Sebarkan artikel ini

 

Gong Tua Kembali Bernyanyi di Glagahwangi
Revitalisasi Alat Musik Tradisional oleh Mahasiswa KKN-TK 23 Unigoro

Suaradesa.co, Bojonegoro – Suara gemuruh pelan terdengar dari sudut Balai Desa Glagahwangi, Senin siang (11/8/2025). Sebuah gong besar, yang lama terdiam dan tertutup debu, perlahan kembali bergetar. Bukan hanya getaran logamnya yang terasa, tapi juga denyut kebanggaan warga yang mengalir bersama setiap pukulannya.

Hari itu, sekelompok mahasiswa dari Kuliah Kerja Nyata Tematik (KKN-TK) 23 Universitas Bojonegoro memulai misi sederhana namun sarat makna: menghidupkan kembali alat musik tradisional desa. Gong, kenong, dan instrumen lain yang menjadi simbol identitas seni budaya Glagahwangi dibersihkan, diperbaiki, dan—yang terpenting—diperkenalkan lagi kepada generasi muda.

“Kami melihat banyak anak-anak yang bahkan belum pernah memegang gong, padahal ini warisan desa yang luar biasa,” ujar salah satu anggota KKN, sambil mengelap permukaan kenong yang mulai mengilap.

Bersama para sesepuh dan pelaku seni lokal, para mahasiswa tidak hanya memulihkan kondisi fisik alat musik, tetapi juga menyalakan kembali api kecintaan pada kesenian.

Anak-anak desa diajak mencoba memukul gamelan, mendengar kisah sejarahnya, hingga belajar memainkan tabuhan sederhana. Suasana penuh tawa dan rasa ingin tahu mengisi ruangan.

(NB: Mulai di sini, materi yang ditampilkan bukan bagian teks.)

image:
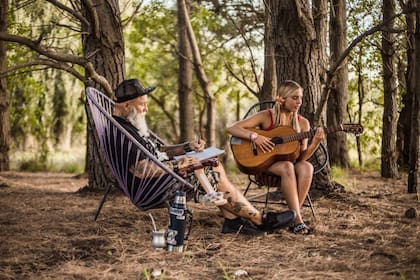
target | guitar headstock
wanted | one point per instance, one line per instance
(354, 128)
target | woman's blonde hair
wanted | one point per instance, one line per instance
(284, 90)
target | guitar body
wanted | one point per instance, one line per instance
(250, 163)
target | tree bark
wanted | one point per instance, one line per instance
(203, 80)
(103, 44)
(408, 81)
(389, 129)
(4, 96)
(269, 87)
(186, 112)
(338, 98)
(297, 53)
(415, 118)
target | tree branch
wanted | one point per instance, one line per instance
(63, 7)
(331, 72)
(56, 60)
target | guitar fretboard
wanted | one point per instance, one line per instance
(303, 135)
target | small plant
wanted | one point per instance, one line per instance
(225, 274)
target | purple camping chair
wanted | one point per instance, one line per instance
(121, 150)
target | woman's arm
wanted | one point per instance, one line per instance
(307, 151)
(240, 129)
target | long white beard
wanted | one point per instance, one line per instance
(139, 121)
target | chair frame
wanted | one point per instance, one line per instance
(99, 110)
(253, 179)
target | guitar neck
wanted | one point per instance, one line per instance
(302, 135)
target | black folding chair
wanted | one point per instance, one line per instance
(319, 160)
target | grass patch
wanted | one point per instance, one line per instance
(72, 161)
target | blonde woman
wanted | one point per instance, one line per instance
(296, 176)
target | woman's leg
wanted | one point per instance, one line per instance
(304, 172)
(237, 204)
(286, 171)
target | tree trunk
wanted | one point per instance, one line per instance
(186, 112)
(297, 53)
(4, 97)
(415, 119)
(404, 121)
(269, 87)
(103, 44)
(203, 80)
(389, 129)
(337, 101)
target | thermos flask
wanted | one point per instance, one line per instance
(177, 223)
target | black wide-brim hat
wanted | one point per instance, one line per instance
(130, 89)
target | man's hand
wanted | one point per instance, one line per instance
(187, 162)
(197, 146)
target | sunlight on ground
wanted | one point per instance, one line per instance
(70, 161)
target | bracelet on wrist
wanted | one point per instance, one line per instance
(175, 167)
(253, 136)
(187, 147)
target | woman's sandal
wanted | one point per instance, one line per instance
(301, 228)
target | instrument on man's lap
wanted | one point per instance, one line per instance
(252, 160)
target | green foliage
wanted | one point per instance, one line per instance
(153, 43)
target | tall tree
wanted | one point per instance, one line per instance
(389, 126)
(297, 53)
(408, 84)
(185, 74)
(337, 101)
(205, 83)
(270, 76)
(415, 117)
(101, 65)
(103, 44)
(4, 98)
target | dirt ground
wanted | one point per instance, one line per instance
(48, 232)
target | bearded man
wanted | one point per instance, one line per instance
(239, 215)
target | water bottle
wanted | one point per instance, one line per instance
(177, 223)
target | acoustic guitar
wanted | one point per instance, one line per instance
(252, 160)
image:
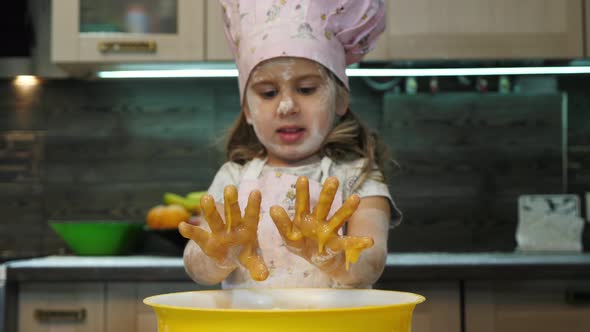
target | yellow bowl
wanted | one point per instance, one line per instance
(288, 310)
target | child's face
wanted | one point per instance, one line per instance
(291, 103)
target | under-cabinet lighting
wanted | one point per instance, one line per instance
(26, 81)
(365, 72)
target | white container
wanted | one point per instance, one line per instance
(549, 223)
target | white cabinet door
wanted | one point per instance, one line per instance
(125, 310)
(516, 306)
(441, 312)
(61, 307)
(217, 48)
(480, 29)
(83, 31)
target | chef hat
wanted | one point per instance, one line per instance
(334, 33)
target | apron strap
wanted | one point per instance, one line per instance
(254, 169)
(325, 165)
(255, 166)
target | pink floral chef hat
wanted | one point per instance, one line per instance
(334, 33)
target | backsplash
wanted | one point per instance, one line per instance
(109, 149)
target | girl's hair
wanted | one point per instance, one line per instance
(350, 139)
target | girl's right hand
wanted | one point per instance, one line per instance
(235, 240)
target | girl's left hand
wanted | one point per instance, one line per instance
(310, 235)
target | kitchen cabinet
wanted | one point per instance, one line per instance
(441, 312)
(217, 48)
(91, 306)
(587, 32)
(482, 29)
(58, 307)
(125, 310)
(86, 31)
(536, 305)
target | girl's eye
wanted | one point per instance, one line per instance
(306, 90)
(268, 94)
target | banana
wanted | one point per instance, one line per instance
(195, 195)
(191, 202)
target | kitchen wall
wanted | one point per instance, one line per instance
(108, 149)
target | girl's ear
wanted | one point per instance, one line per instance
(246, 111)
(342, 105)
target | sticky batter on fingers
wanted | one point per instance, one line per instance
(351, 245)
(210, 213)
(326, 199)
(252, 211)
(253, 262)
(231, 207)
(195, 233)
(286, 228)
(325, 230)
(344, 212)
(301, 197)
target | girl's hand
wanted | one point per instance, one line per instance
(310, 235)
(235, 240)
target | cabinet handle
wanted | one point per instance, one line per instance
(127, 47)
(577, 298)
(74, 316)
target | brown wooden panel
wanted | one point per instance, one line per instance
(465, 158)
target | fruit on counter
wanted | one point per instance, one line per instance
(191, 202)
(166, 216)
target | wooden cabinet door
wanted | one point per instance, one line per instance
(61, 307)
(125, 310)
(480, 29)
(516, 306)
(70, 46)
(441, 312)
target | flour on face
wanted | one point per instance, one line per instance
(285, 106)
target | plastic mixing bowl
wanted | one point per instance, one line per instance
(288, 310)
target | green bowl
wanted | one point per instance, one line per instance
(98, 237)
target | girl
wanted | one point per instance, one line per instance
(296, 132)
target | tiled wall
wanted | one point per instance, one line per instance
(109, 149)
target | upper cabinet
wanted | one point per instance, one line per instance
(88, 31)
(128, 31)
(217, 48)
(587, 25)
(482, 29)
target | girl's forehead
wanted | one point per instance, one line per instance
(287, 68)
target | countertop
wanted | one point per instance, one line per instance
(400, 266)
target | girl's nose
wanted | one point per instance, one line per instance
(286, 106)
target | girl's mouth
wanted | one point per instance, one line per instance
(290, 134)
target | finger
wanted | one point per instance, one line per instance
(301, 197)
(326, 198)
(343, 213)
(253, 262)
(252, 212)
(290, 233)
(195, 233)
(231, 207)
(211, 214)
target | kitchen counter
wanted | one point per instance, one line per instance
(400, 266)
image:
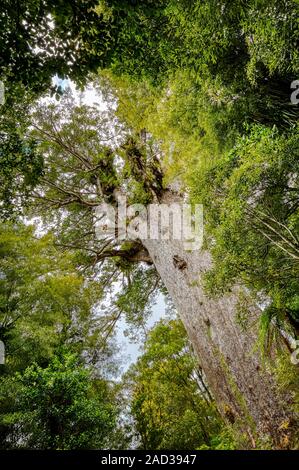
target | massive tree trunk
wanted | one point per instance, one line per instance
(244, 389)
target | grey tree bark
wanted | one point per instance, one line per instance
(245, 391)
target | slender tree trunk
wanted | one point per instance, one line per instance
(244, 389)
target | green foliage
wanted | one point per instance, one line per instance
(252, 200)
(169, 402)
(44, 302)
(58, 407)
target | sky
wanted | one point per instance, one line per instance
(129, 350)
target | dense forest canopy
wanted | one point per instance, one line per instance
(196, 104)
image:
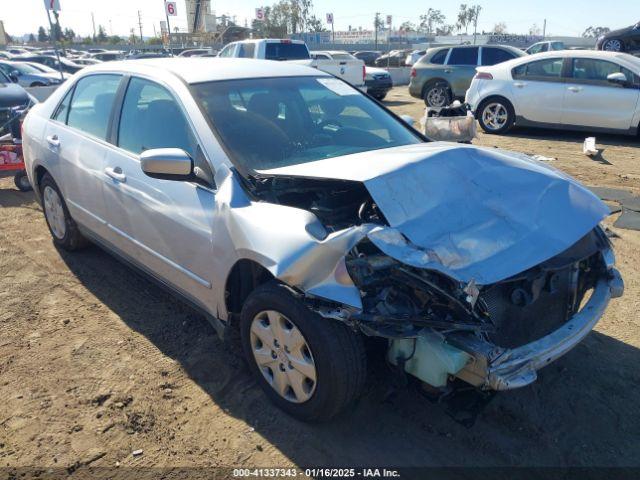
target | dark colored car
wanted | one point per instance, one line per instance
(368, 57)
(623, 40)
(67, 65)
(378, 82)
(14, 101)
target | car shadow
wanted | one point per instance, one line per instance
(11, 197)
(572, 136)
(581, 411)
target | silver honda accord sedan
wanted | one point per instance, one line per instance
(285, 204)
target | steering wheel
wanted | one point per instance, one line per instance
(329, 121)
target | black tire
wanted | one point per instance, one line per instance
(22, 181)
(338, 354)
(510, 120)
(437, 89)
(72, 239)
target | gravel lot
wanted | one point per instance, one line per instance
(97, 362)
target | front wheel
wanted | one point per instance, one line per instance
(437, 95)
(63, 228)
(309, 366)
(496, 116)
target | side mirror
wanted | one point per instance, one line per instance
(408, 119)
(167, 164)
(618, 78)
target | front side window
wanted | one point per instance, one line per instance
(493, 56)
(151, 118)
(548, 69)
(274, 122)
(91, 104)
(246, 50)
(464, 56)
(589, 70)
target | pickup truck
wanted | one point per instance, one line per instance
(338, 63)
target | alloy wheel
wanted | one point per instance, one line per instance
(283, 356)
(495, 116)
(54, 212)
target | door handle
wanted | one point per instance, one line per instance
(116, 174)
(53, 140)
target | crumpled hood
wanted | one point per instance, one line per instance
(469, 212)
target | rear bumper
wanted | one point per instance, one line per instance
(495, 368)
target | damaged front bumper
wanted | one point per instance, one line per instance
(495, 368)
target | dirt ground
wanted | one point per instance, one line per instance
(96, 362)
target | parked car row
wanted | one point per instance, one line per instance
(317, 221)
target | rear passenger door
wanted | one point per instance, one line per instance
(164, 226)
(76, 139)
(460, 69)
(592, 101)
(538, 90)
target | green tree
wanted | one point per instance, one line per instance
(102, 35)
(42, 35)
(430, 21)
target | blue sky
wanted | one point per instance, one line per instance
(564, 17)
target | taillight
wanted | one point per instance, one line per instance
(483, 76)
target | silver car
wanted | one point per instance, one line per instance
(286, 205)
(26, 75)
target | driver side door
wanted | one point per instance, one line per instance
(164, 226)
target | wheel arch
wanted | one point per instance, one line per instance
(244, 277)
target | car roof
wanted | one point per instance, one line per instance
(197, 70)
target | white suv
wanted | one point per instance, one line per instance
(284, 204)
(570, 89)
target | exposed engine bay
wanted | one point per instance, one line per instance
(428, 317)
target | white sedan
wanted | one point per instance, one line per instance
(571, 89)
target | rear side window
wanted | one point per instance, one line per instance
(63, 109)
(151, 118)
(286, 51)
(548, 69)
(246, 50)
(439, 57)
(493, 56)
(92, 103)
(464, 56)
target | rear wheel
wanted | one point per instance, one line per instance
(63, 228)
(613, 45)
(496, 115)
(437, 95)
(310, 367)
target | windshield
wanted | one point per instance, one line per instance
(25, 68)
(286, 51)
(276, 122)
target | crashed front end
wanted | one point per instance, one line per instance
(474, 263)
(493, 336)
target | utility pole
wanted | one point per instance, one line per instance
(376, 22)
(140, 26)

Menurut warga, alat-alat musik itu dulunya selalu hadir dalam setiap acara adat dan hajatan desa. Namun, seiring berkembangnya zaman dan maraknya hiburan modern, suara gamelan mulai jarang terdengar.

“Kalau tidak dikenalkan lagi, bisa hilang begitu saja,” kata salah satu sesepuh desa dengan nada penuh harap.

Kegiatan ini bukan sekadar memperbaiki benda tua, tetapi menghidupkan kembali memori kolektif. Di tengah derasnya arus modernisasi, revitalisasi ini menjadi semacam jembatan antara masa lalu dan masa depan.

Gong yang sempat terdiam kini punya kesempatan untuk kembali bersuara di acara-acara adat, festival desa, bahkan mungkin di panggung yang lebih besar.

Bagi mahasiswa KKN-TK 23, pengalaman ini lebih dari sekadar pengabdian masyarakat. Ini adalah pelajaran tentang akar budaya, tentang bagaimana menjaga sesuatu yang tak ternilai agar tetap hidup di hati orang-orangnya. “Kami berharap setelah kami pulang, musik ini tetap dimainkan, bukan hanya untuk hiburan, tapi juga untuk menjaga jati diri desa,” ucap salah satu mahasiswa.

Sore itu, ketika matahari mulai condong ke barat, tabuhan gong menggema sekali lagi. Suaranya dalam, mengalun, seakan menjadi janji: bahwa warisan ini tak akan pernah dibiarkan membisu lagi.(red)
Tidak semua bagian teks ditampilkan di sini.